Looking at him now, it came over her for the first time that she must be a disappointment to him. He had never given her reason to suspect it, and yet it must be so. First among the aims for which he had been striving, and to attain to which he had hazarded so much, there must have been the hope that she should make a brilliant match. That, and that alone, would have given them as a family the sure international position he had coveted, and which plenty of other Americans were successful in securing.

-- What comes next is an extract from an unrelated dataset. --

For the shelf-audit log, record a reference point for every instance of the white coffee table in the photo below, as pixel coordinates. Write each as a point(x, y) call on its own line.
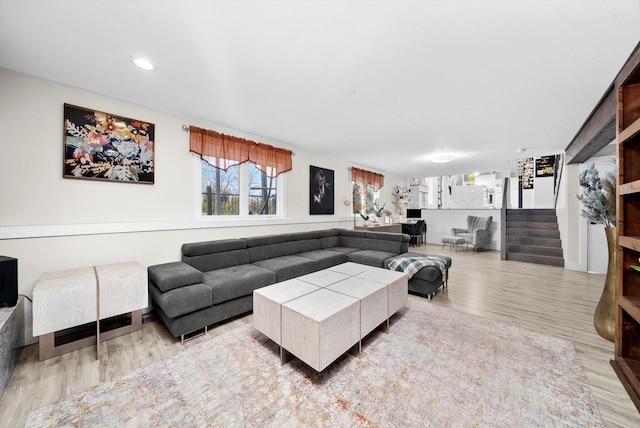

It was only of late years, with the growth of her own independent social judgment, that she could look back over the past and see the Guions as in the van of that movement of the New World back upon the Old of which the force was forever augmenting. As Drusilla Fane was fond of saying, it was a manifestation of the nomadic, or perhaps the predatory, spirit characteristic of the Anglo-Saxon peoples. It was part of that impulse to expand, annex, appropriate, which had urged the Angles to descend on the shores of Kent and the Normans to cross from Dives to Hastings. Later, it had driven their descendants over the Atlantic, as individuals, as households, or as “churches”; and now, from their rich, comfortable, commonplace homes in New England, Illinois, or California, it bade later descendants still lift up their eyes and see how much there was to be desired in the lands their ancestors had left behind—fair parks, stately manors, picturesque chateaux, sonorous titles, and varied, dignified ways of living.
To a people with the habit of compassing sea and land to get whatever was good to have the voyage back was nothing, especially in the days of easy money and steam. The Guions had been among the first to make it. They had been among the first Americans to descend on the shores of Europe with the intention—more or less obscure, more or less acknowledged, as the case might be—of acquiring and enjoying the treasures of tradition by association or alliance or any other means that might present themselves. Richard Guion, grandfather of Henry Guion, found the way to cut a dash in the Paris of the early Second Empire and to marry his daughter, Victoria Guion, to the Marquis de Melcourt. From the simple American point of view of that day and date it was a dazzling match, long talked of by the naive press of New York, Boston, and Philadelphia.